1969-1970
RAY JARVIS   P

Ray Jarvis was born in Providence on May 10, 1946 and grew up on Smith Hill.

He played from the fifth grade for St. Patrick’s CYO, where he played baseball and basketball. But it was primarily a basketball neighborhood that he lived in and they won the New England and state championships year after year.

He played CYO baseball, played Babe Ruth League baseball, and then he went and played in high school and played American Legion at the same time, and then after the completion of his junior year, he played down the Cape, in Chatham.

It was at Chatham in 1965 that he first caught the eye of the Red Sox. His signing bonus was $7,500, a sizable one by the standards of the day. Boston’s first-round draft pick (fifth pick overall) was Billy Conigliaro, who signed for a reported $50,000.

In 1966, after eight weeks of basic training at Fort Dix, New Jersey, and eight weeks advanced artillery training at Fort Sill, Oklahoma, Ray was proficient in firing a 105 howitzer.

Ray and the Red Sox had to jump through some hoops in order for him to continue to play ball. Because the team wanted to send him to other states, and the National Guard is a state unit, he transferred out of the Guard into the US Army Control Group in 1966. The following year, President Johnson ordered all inactive reservists to enter reserve unit or active duty. Ray joined the Army Reserve and had to attend regular Reserve unit meetings for six years.

The Sox assigned him to the Waterloo Hawks (Midwest League) in Waterloo, Iowa. In 1967, while the Sox were in pursuit of the Impossible Dream, Ray was living a dream of his own, with the Waterloo Hawks. He started 26 games and put up a record of 15-8, with a 2.04 ERA. Not surprisingly, he was named to the league’s all-star team

In 1968, he was assigned laterally to another Single-A ball club, the Carolina League’s Winston-Salem Red Sox, and he seemed to flounder there. Then despite climbing two rungs up the ladder to the Triple A Louisville Colonels, under Eddie Kasko, Jarvis finished 6-6 with a 3.28 ERA. His fine half-season got him promoted to the 40-man roster in October.

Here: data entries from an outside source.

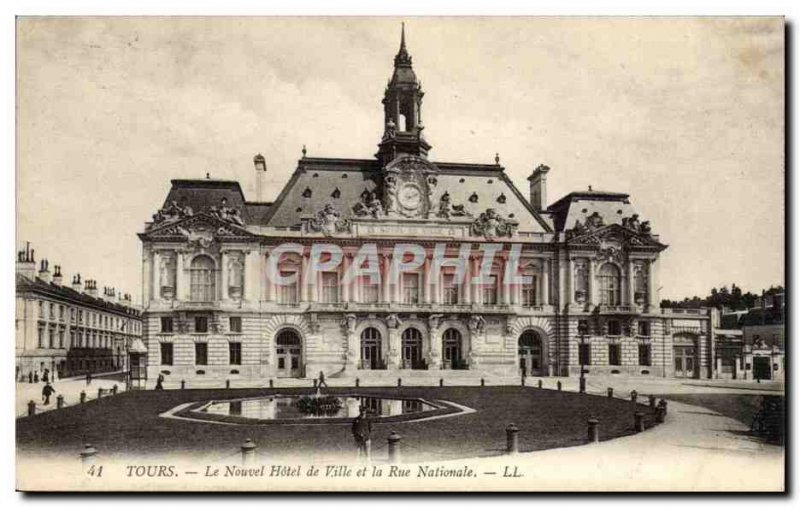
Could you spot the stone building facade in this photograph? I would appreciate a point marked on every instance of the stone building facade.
(69, 330)
(560, 285)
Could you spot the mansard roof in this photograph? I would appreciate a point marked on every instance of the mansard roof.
(341, 182)
(577, 206)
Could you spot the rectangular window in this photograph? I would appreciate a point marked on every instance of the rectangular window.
(644, 354)
(529, 292)
(201, 353)
(490, 290)
(370, 292)
(614, 354)
(287, 294)
(411, 288)
(585, 354)
(166, 354)
(449, 290)
(235, 352)
(330, 287)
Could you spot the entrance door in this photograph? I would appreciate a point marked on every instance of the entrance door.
(371, 350)
(289, 352)
(531, 361)
(761, 369)
(452, 352)
(685, 361)
(412, 349)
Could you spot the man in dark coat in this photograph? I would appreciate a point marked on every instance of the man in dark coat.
(362, 429)
(47, 391)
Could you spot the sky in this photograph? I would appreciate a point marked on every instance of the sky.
(684, 114)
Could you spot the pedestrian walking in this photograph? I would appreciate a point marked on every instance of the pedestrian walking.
(47, 391)
(362, 431)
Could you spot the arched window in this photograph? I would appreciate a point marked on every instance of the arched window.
(609, 279)
(203, 278)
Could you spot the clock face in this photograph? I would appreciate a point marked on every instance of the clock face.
(410, 197)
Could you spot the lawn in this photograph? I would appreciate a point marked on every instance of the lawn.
(128, 424)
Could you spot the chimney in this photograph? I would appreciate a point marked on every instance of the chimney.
(26, 264)
(91, 288)
(261, 176)
(44, 271)
(538, 182)
(76, 283)
(57, 278)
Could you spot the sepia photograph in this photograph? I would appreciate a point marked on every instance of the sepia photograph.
(400, 254)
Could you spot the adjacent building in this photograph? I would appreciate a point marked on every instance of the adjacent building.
(69, 329)
(215, 309)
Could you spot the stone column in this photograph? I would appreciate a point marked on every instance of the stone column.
(157, 275)
(346, 260)
(594, 292)
(224, 273)
(631, 289)
(546, 282)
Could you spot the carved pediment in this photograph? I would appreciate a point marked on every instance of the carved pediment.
(612, 237)
(201, 228)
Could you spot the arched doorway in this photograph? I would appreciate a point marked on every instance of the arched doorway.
(371, 349)
(531, 354)
(411, 341)
(289, 353)
(685, 355)
(453, 350)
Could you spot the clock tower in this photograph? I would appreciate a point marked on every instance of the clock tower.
(402, 111)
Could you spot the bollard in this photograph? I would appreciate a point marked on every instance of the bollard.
(594, 430)
(512, 439)
(248, 452)
(638, 422)
(393, 442)
(88, 455)
(659, 414)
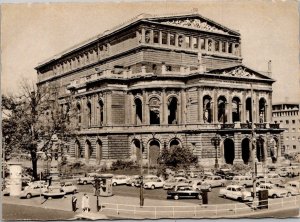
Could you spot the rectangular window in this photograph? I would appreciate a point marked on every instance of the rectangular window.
(223, 46)
(217, 46)
(230, 48)
(187, 41)
(172, 39)
(202, 42)
(156, 36)
(164, 38)
(195, 42)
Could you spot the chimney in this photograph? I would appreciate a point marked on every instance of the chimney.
(270, 67)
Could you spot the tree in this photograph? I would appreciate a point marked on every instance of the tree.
(32, 118)
(176, 157)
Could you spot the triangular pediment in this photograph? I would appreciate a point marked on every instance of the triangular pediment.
(194, 21)
(240, 71)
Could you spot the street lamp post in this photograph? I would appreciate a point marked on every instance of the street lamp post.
(216, 142)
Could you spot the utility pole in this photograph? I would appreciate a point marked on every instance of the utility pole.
(253, 141)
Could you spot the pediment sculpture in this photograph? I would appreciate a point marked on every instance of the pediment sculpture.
(195, 23)
(239, 72)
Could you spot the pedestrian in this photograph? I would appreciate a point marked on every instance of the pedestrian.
(85, 203)
(74, 203)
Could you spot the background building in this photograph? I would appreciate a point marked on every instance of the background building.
(287, 114)
(159, 81)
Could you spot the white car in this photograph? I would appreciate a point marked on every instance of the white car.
(198, 184)
(236, 192)
(157, 183)
(271, 178)
(293, 187)
(273, 190)
(119, 180)
(171, 183)
(215, 181)
(69, 188)
(33, 190)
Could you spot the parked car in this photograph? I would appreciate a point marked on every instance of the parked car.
(271, 178)
(273, 191)
(245, 181)
(236, 192)
(54, 192)
(33, 190)
(131, 180)
(119, 180)
(200, 185)
(215, 181)
(171, 183)
(184, 191)
(69, 187)
(293, 187)
(157, 183)
(86, 180)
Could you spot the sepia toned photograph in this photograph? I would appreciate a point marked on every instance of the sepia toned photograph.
(150, 110)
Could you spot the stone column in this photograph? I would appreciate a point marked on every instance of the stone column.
(183, 106)
(164, 114)
(229, 114)
(200, 105)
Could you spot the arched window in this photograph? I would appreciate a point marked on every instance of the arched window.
(154, 106)
(222, 118)
(236, 109)
(249, 110)
(207, 109)
(138, 111)
(101, 112)
(262, 110)
(173, 110)
(89, 109)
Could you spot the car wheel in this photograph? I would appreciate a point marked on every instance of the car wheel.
(28, 196)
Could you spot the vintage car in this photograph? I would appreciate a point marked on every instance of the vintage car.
(245, 181)
(236, 192)
(152, 184)
(54, 192)
(131, 180)
(33, 190)
(273, 190)
(119, 180)
(171, 183)
(198, 184)
(69, 187)
(184, 191)
(215, 181)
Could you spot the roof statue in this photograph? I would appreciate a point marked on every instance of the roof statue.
(195, 23)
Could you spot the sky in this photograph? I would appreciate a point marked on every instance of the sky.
(32, 33)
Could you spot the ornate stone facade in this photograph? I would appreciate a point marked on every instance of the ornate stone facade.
(164, 81)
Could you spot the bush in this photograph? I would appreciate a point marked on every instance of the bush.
(122, 164)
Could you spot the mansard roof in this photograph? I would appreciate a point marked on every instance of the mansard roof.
(241, 71)
(185, 20)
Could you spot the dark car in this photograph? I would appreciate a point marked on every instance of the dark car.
(184, 192)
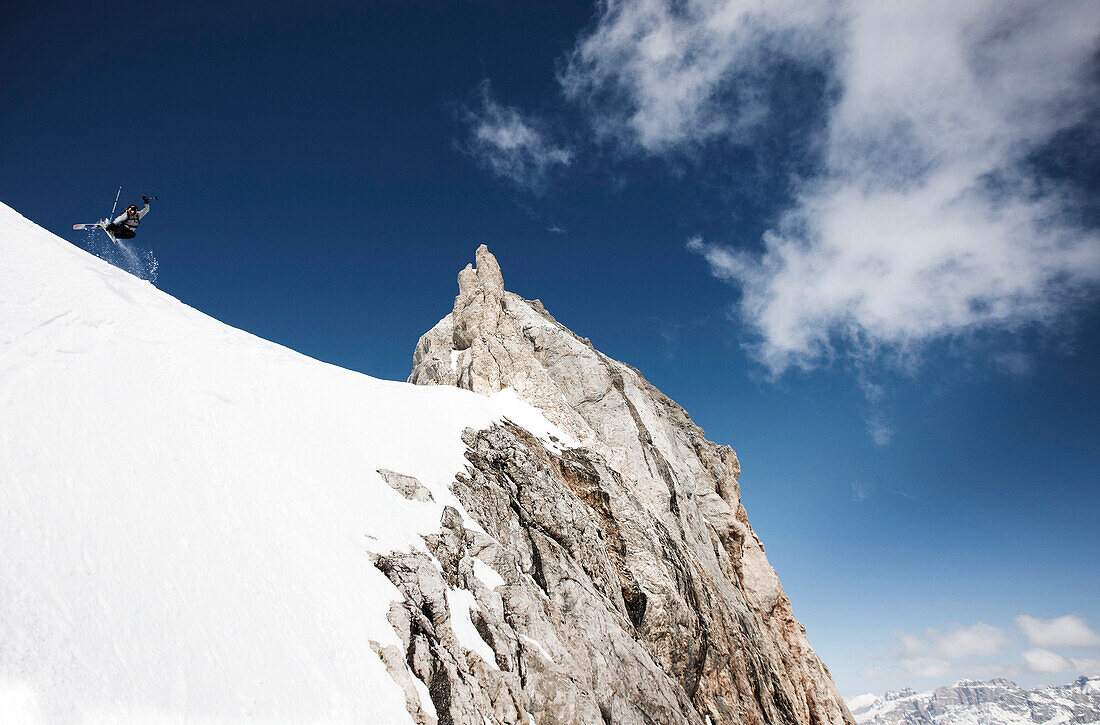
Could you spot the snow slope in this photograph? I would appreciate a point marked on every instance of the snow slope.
(186, 511)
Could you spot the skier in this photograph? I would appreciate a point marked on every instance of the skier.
(125, 224)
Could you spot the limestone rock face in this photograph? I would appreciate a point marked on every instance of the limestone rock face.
(626, 584)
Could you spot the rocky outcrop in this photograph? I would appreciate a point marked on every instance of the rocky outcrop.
(613, 581)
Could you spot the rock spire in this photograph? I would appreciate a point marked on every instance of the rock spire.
(633, 589)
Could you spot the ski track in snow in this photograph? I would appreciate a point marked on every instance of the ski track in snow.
(188, 509)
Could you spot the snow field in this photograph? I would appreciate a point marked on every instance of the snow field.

In 1969, Ray received his first invitation to spring training with the big-league club. There were openings on the Red Sox pitching staff in 1969. On Opening Day 1969, Ray Jarvis was in uniform and a member of the Boston Red Sox.

When the season ended, he had a 4.75 ERA with a 5-6 record. He also walked more batters than he struck out, something that plagued him throughout his career.

From late in July into early August, Ray joined the 76th Division Army Reserves training at Fort Dix for his required two weeks of duty. This was also the year that he first developed shoulder problems. He continued to pitch whenever they asked him to pitch, and just do the best he could do. Some days he started, sometimes he pitched long relief, sometimes he pitched short relief. Whatever they wanted, Ray would do but he was hurting myself more and more. He was taking shots and he was taking these pills, and he couldn’t even turn the wheel of his car. But he was damned if he was going to tell them he couldn’t pitch

Ray started the 1970 season with the Red Sox, but by late May Jose Santiago was ready to come back from the surgery that had kept him out of action for just over a year and Ray had appeared in 12 games, and had a 2.92 ERA working in relief.

In May, Santiago was called up from Louisville and Ray was the man optioned out. He worked most of the year for the Colonels again and in September he was one of seven players called back up.

Less than a month later, in mid-October, he was packaged in a large six-player trade to the Angels. It was a bit of a shocker. The Red Sox hometown hero Tony Conigliaro was sent westward, with Ray and Jerry Moses. The Red Sox picked up Ken Tatum, Doug Griffin and Jarvis Tatum. Ray never played in the majors again. He went to 1971 spring training with the Angels, and was cut on the final day.

He worked in sales and as the assistant baseball coach at Bryant College for four years from 1976 on, and was the pitching coach for Providence College from 1989 to 1993. In the early 1990s, he took a position in the security department at Providence College as a supervisor.

Ray Jarvis fought cancer in his later life and died in Austin, Texas on April 24, 2020, due to complications from multiple myeloma, at age 74.